## Pages

### Find matrices A and B, if 2A – B = [6-60-421] and A – 2B = [328-21-7].

Exercise 2.2 | Q 12 | Page 47

#### QUESTION

Find matrices A and B, if 2A – B = $\left[\begin{array}{ccc}6& -6& 0\\ -4& 2& 1\end{array}\right]$ and A – 2B = $\left[\begin{array}{ccc}3& 2& 8\\ -2& 1& -7\end{array}\right]$.

#### SOLUTION

Given equations are

2A – B = $\left[\begin{array}{ccc}6& -6& 0\\ -4& 2& 1\end{array}\right]$           ...(i)

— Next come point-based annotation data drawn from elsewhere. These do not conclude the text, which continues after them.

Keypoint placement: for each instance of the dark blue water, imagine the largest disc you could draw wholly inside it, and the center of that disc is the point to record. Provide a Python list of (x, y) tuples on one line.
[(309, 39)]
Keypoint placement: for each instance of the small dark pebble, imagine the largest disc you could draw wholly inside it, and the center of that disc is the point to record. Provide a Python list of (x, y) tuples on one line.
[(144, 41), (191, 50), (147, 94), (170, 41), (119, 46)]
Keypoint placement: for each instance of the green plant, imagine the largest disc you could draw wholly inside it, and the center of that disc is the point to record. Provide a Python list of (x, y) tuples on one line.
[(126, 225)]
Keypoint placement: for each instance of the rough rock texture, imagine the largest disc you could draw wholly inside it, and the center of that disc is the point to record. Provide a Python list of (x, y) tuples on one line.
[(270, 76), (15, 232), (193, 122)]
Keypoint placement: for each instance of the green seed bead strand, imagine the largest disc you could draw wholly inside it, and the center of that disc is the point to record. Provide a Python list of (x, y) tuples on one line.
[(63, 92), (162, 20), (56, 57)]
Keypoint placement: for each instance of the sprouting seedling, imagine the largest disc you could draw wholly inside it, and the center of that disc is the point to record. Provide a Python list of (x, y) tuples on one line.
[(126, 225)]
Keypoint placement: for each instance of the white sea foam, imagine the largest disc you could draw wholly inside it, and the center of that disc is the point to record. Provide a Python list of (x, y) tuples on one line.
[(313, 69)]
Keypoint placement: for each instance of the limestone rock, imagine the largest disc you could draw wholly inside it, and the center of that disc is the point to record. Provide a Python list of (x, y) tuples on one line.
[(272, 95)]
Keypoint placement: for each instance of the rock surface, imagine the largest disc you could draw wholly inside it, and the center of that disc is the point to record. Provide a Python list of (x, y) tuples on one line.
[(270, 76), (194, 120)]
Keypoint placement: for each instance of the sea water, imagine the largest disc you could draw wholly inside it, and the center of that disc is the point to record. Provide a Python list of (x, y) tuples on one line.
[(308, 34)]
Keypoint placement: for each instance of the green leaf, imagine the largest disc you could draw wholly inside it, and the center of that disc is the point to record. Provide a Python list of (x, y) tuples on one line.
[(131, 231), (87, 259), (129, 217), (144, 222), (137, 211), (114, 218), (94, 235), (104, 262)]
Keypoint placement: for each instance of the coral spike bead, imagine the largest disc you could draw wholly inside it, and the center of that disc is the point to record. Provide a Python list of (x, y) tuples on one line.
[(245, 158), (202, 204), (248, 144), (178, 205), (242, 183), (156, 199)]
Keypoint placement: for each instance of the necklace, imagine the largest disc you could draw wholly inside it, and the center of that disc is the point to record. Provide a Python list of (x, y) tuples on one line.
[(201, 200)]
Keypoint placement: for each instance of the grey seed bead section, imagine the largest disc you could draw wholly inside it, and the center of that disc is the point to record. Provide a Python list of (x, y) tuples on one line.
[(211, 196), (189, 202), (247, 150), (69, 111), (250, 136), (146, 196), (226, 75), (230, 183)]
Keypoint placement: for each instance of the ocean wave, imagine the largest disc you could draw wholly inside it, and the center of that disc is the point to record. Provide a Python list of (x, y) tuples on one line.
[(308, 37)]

and A – 2B = $\left[\begin{array}{ccc}3& 2& 8\\ -2& 1& -7\end{array}\right]$    ...(ii)

By (i) – (ii) x 2, we get

3B = $\left[\begin{array}{ccc}6& -6& 0\\ -4& 2& 1\end{array}\right]-2\left[\begin{array}{ccc}3& 2& 8\\ -2& 1& -7\end{array}\right]$

$\left[\begin{array}{ccc}6& -6& 0\\ -4& 2& 1\end{array}\right]-\left[\begin{array}{ccc}6& 4& 16\\ -4& 2& -14\end{array}\right]$

∴ 3B = $\left[\begin{array}{ccc}0& -10& -16\\ 0& 0& 15\end{array}\right]$

∴ B = $\frac{1}{3}\left[\begin{array}{ccc}0& -10& -16\\ 0& 0& 15\end{array}\right]$

∴ B = $\left[\begin{array}{ccc}0& \frac{-10}{3}& \frac{-16}{3}\\ 0& 0& 5\end{array}\right]$

By (i) x 2 –  (ii), we get

3A = $2\left[\begin{array}{ccc}6& -6& 0\\ -4& 2& 1\end{array}\right]-\left[\begin{array}{ccc}3& 2& 8\\ -2& 1& -7\end{array}\right]$

∴ 3A = $\left[\begin{array}{ccc}9& -14& -8\\ -6& 3& 9\end{array}\right]$

∴ A = $\frac{1}{3}\left[\begin{array}{ccc}9& 14& -8\\ -6& 3& 9\end{array}\right]$

∴ A = $\left[\begin{array}{ccc}3& \frac{-14}{3}& \frac{-8}{3}\\ -2& 1& 3\end{array}\right]$.